Chariman Letter - page 2

Classification: General
Kuwait Energy
Kuwait Energy Plc, Queensway House, Hilgrove Street, St Helier, Jersey JEI 1ES
We would like your endorsement of the board of directors’ ongoing appointment.
Resolutions 2 and 3 - Increase in the authorised share capital and disapplication of pre-emption rights in
respect of the issue of shares to the shareholders of Concorde Oil and Gas Limited in settlement of
outstanding convertible earn-out notes
Kuwait Energy Company K.S.C.C. (KEC Kuwait), now a subsidiary of Kuwait Energy, has an outstanding
obligation in relation to our 2010 acquisition of the Luzskoye and Chikshinskoe assets in Russia from
Concorde Oil and Gas Limited (Concorde). This obligation required the issuing of further shares to the
shareholders of Concorde in the event of the proven and probable reserves of Luzskoye exceeding 25
million barrels of oil. You may recall that, in early 2012, the field was certified as having proven and
probable of 52 million barrels of oil, and as a result Kuwait Energy became obliged to issue these deferred
consideration shares to the shareholders of Concorde. Post our 2011 group restructuring, the obligation
became split between Kuwait Energy and KEC Kuwait. Kuwait Energy issued its part of the deferred
consideration shares in late 2012, however, due to Kuwait law issues, KEC Kuwait was unable to meet this
obligation, which is now proposed to be settled by Kuwait Energy. We would therefore like your approval
for an increase in the authorised share capital of Kuwait Energy by GBP514,027 and also the related
disapplication of shareholder pre-emption rights, for the purposes of Kuwait Energy’s settlement of this
outstanding obligation.
Resolution 4 - Ratification of issue of shares indirectly to shareholders of KEC Kuwait in connection with
the ownership restructuring of KEC Kuwait
I am pleased to inform you that we have completed our ownership restructuring and that KEC Kuwait is
now a subsidiary of Kuwait Energy. In this regard, due to Kuwait law issues, we had to slightly modify the
restructuring plan after the shareholder approval obtained at the 2013 Annual General Meeting such that
the consideration shares in Kuwait Energy were first issued to Kuwait Financial Centre (Markaz) before
onward transfer to the shareholders of KEC Kuwait. We therefore require your ratification of this issue of
up to 31,750,000 shares in Kuwait Energy to Markaz (which were then transferred to the shareholders of
KEC Kuwait in exchange for their shares in KEC Kuwait on a 1:1 basis).
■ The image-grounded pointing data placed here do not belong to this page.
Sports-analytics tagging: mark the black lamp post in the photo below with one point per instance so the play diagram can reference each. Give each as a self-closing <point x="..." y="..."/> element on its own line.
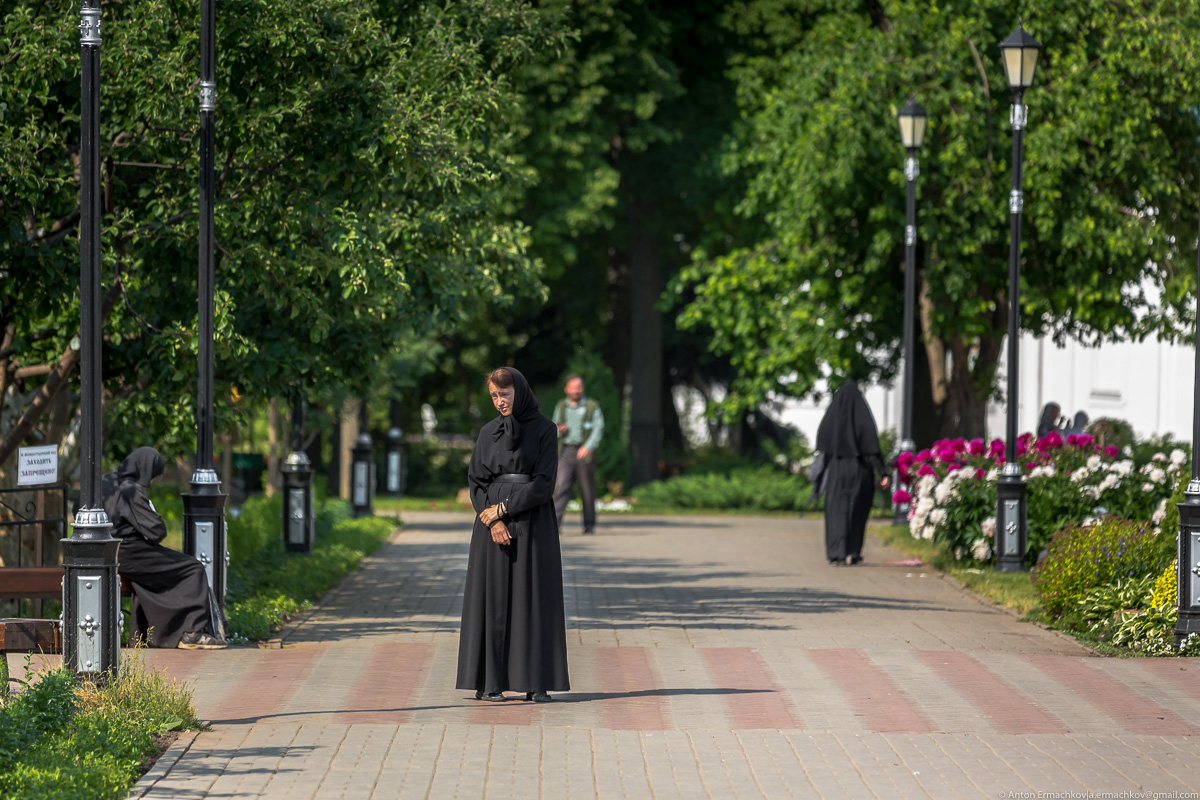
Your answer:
<point x="91" y="617"/>
<point x="204" y="529"/>
<point x="298" y="518"/>
<point x="363" y="470"/>
<point x="912" y="133"/>
<point x="1187" y="571"/>
<point x="1020" y="52"/>
<point x="394" y="480"/>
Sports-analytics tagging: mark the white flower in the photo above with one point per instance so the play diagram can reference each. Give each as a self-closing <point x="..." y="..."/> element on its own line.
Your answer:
<point x="989" y="527"/>
<point x="982" y="549"/>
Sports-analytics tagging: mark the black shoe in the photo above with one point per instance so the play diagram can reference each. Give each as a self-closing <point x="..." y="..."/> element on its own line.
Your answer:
<point x="199" y="641"/>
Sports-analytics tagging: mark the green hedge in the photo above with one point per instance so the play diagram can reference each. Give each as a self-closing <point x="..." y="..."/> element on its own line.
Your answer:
<point x="267" y="583"/>
<point x="763" y="488"/>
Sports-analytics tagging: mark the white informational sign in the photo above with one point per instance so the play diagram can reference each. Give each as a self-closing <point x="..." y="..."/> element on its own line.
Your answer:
<point x="37" y="465"/>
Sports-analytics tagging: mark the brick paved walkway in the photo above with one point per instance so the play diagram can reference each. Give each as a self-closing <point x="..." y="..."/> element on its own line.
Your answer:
<point x="711" y="656"/>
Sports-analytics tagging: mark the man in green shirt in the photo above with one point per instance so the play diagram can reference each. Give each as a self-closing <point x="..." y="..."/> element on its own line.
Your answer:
<point x="580" y="428"/>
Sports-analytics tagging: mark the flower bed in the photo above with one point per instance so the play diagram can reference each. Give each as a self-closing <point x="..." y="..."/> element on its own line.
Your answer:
<point x="952" y="487"/>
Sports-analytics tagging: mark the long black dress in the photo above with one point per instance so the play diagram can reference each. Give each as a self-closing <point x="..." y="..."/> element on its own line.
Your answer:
<point x="514" y="630"/>
<point x="171" y="589"/>
<point x="851" y="445"/>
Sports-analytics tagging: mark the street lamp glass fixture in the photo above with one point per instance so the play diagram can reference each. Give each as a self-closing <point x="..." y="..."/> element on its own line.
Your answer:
<point x="912" y="125"/>
<point x="1020" y="58"/>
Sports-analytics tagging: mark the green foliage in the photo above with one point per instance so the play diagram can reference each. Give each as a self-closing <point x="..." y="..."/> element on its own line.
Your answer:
<point x="268" y="584"/>
<point x="811" y="280"/>
<point x="363" y="164"/>
<point x="1081" y="558"/>
<point x="61" y="740"/>
<point x="1151" y="631"/>
<point x="1113" y="432"/>
<point x="1107" y="601"/>
<point x="1167" y="587"/>
<point x="765" y="488"/>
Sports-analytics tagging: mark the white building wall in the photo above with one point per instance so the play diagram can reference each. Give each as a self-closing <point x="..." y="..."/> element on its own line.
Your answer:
<point x="1147" y="384"/>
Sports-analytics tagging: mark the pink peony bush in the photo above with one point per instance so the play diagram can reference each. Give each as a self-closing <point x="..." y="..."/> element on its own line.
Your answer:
<point x="952" y="488"/>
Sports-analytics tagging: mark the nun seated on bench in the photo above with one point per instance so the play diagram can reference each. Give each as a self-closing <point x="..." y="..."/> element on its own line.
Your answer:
<point x="173" y="605"/>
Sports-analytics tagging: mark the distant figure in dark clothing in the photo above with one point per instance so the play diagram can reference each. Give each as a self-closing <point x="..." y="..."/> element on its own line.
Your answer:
<point x="514" y="629"/>
<point x="1050" y="419"/>
<point x="172" y="602"/>
<point x="850" y="444"/>
<point x="1079" y="425"/>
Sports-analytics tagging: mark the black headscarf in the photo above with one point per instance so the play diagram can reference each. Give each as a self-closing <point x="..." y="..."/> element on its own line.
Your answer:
<point x="847" y="429"/>
<point x="125" y="499"/>
<point x="142" y="465"/>
<point x="525" y="409"/>
<point x="1049" y="420"/>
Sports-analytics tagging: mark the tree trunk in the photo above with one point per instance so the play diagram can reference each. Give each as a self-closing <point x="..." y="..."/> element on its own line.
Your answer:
<point x="273" y="447"/>
<point x="646" y="356"/>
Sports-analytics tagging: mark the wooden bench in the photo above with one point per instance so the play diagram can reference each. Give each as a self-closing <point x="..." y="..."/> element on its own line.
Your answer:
<point x="39" y="583"/>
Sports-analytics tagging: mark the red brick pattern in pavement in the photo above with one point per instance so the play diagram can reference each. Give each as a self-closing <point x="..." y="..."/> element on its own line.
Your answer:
<point x="388" y="684"/>
<point x="871" y="691"/>
<point x="268" y="686"/>
<point x="630" y="681"/>
<point x="761" y="703"/>
<point x="1125" y="707"/>
<point x="1011" y="710"/>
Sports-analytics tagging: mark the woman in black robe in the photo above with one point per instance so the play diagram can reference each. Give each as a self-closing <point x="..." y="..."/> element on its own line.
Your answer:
<point x="514" y="630"/>
<point x="852" y="456"/>
<point x="172" y="602"/>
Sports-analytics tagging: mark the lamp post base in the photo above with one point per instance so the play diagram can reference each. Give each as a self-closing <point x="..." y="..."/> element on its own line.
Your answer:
<point x="204" y="531"/>
<point x="91" y="596"/>
<point x="1011" y="521"/>
<point x="900" y="510"/>
<point x="1188" y="565"/>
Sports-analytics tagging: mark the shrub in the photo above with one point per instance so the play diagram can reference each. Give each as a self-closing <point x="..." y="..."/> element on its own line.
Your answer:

Resolutions 5 and 6 - Repurchase of shares from KEC Kuwait and Mohammad Al Howqal
(a)
You may recall that, as a consequence of our 2011 group restructuring, KEC Kuwait owns 31,750,000
ordinary shares (approximately 9.7%) of Kuwait Energy. This holding, and particularly now that KEC
Kuwait is a subsidiary of Kuwait Energy, is complicated, confusing and a little unusual. We are therefore
proposing that Kuwait Energy repurchase these shares from KEC Kuwait at a price of KWD0.620 per
share (being the same price as for the 2011 group restructuring) to remove this cross-holding. These
shares would then be held as treasury shares – see below.
(b)
As part of an historic USD11,000,000 equity financing arrangement (which was originally implemented
by KEC Kuwait in connection with an employee share option scheme (which became obsolete due to
the 2011 group restructuring)), Mr Mohammad Al Howqal, the Chief Operations Officer of Kuwait
Energy, entered into an agreement with a third party to purchase 4,342,501 shares of Kuwait Energy
and 482,500 shares of KEC Kuwait held by that third party. Although the financing arrangement has
been substantially rolled over for another year, the financing was reduced by approximately USD1.5
million and Mr Al Howqal was therefore recently required to purchase 792,741 shares of Kuwait Energy
from the third party at a price of KWD0.670 per share. Kuwait Energy has temporarily lent Mr Al
Howqal the purchase price pending shareholder approval of the buy-back the subject of resolution 6.